Scottish actor Maureen Beattie is the star guest at the final Herald Angels award ceremony at Edinburgh's Festival Theatre this morning as she receives as Archangel for her performances in the capital's summer arts jamboree.

Beattie is currently appearing, until Monday, in the third of a trilogy of one-woman shows by Quebecois writer Jennifer Tremblay that have been the latest milestones in a distinguished career. The Deliverance, at Assembly Roxy on the Fringe, completes the cycle of works directed by Muriel Romanes and presented by her Stellar Quines company, following The List and The Carousel. This tour de force by Beattie, described by theatre critic Neil Cooper as "a tale of everyday estrangement that transcends the ordinary to become something epic" in which the actor displays "an astonishingly vibrant mix of vivacity, vulnerability and anger", continues a presence on the UK stage in Stratford as often as Scotland that also include a celebrated Medea with Graham McLaren's Theatre Babel at the Assembly Rooms during the Fringe.

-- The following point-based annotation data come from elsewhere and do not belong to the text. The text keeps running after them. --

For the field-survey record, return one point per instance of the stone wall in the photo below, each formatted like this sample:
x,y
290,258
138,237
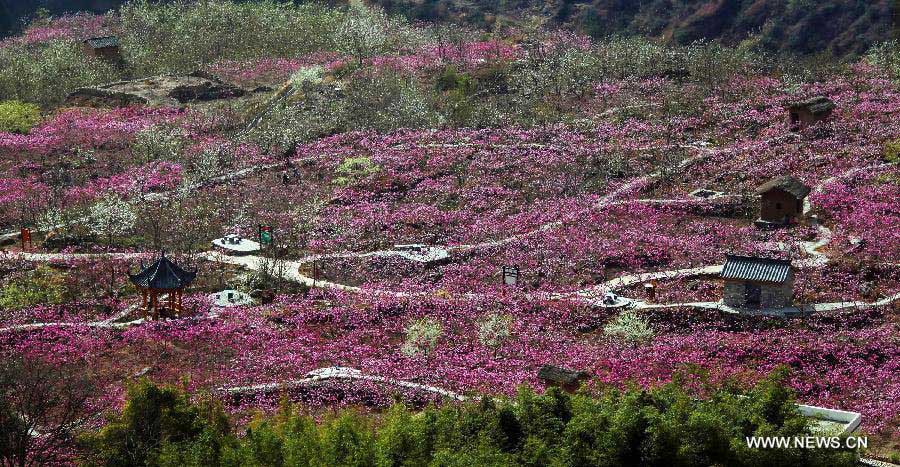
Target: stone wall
x,y
771,295
777,296
733,294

Beattie will be joined at the awards tomorrow by Angie Darcy, whose performance as the rock singer in Peter Arnott's play Janis Joplin: Full Tilt has been a significant event in her career. Darcy's barn-storming turn as Joplin has gone from a lunchtime theatre slot at Oran Mor in Glasgow to Scottish tour following its Fringe run at the Queen's Hall, with interest in Cora Bissett's production - which features a full live band - beyond that.

An Angel will also be presented to veteran traditional musician Cathal McConnell, player of the flute and whistle, singer and storyteller, and the heart of celebrated band Boys of the Lough. The Edinburgh resident has been performing with fiddler Duncan Wood and cellist Christine Hanson in an afternoon session at St Mark's Artspace that are a potent reminder of what the overused phrase "tradition bearer" really means.

In the International Festival two inventive theatre productions win Herald Angels. The much-anticipated adaptation of Alasdair Gray's seminal novel Lanark, co-produced by Glasgow Citizens and the EIF at the Royal Lyceum has been a triumph for the reunited Suspect Culture theatre company team of playwright David Greig, director Graham Eatough and composer Nick Powell with Sandy Grierson leading a very fine ensemble cast. This production is not only glorious, playful theatre, but also a remarkable faithful reflection of a challenging book.

With a much shorter run at the King's, En Avant, Marche! by Alain Platel's Les ballets C de la B from Belgium was also an unmissable event. Featuring local recruits from the Dalkeith and Monktonhall Brass Band, Platel's ensemble is led by a similarly inspirational performance by Wim Opbrouk as the dedicated percussionist in a community band whose dedication to one another speaks eloquently of the human condition and supportive relationships under threat everywhere.

The final week's Little Devil award goes to last week's Angel winners, the cast of Our Ladies of Perpetual Succour. The National Theatre of Scotland's adaptation of Alan Warner's novel The Sopranos faced a radical rethink at the Traverse last week, when a major technical failure afflicted the performers' vocal amplification. Undaunted, the women on the cast prepared unaccompanied versions of the songs as the audience waited to be admitted, as the backstage team worked to address the problem. An eleventh hour solution was found, but either way the show was certain to go on.

Today's ceremony will also include the naming of our Wee Cherub winner from the Young Critics from Edinburgh schools whose reviews of EIF shows have appeared in The Herald's Festival pages. The last of these, of The Magic Flute by the Royal High's Lillie Teden, appears below. Her work is on the shortlist alongside that of Jasmin Duncanson of Boroughmuir's review of the European Union Youth Orchestra, Linzi Devers of Holyrood's review of Robert Lepage's 887, Jo Stapleton of Broughton's review of FFS at the Playhouse, and Bella Baillie's of Ballett am Rhein's Seven at the same venue.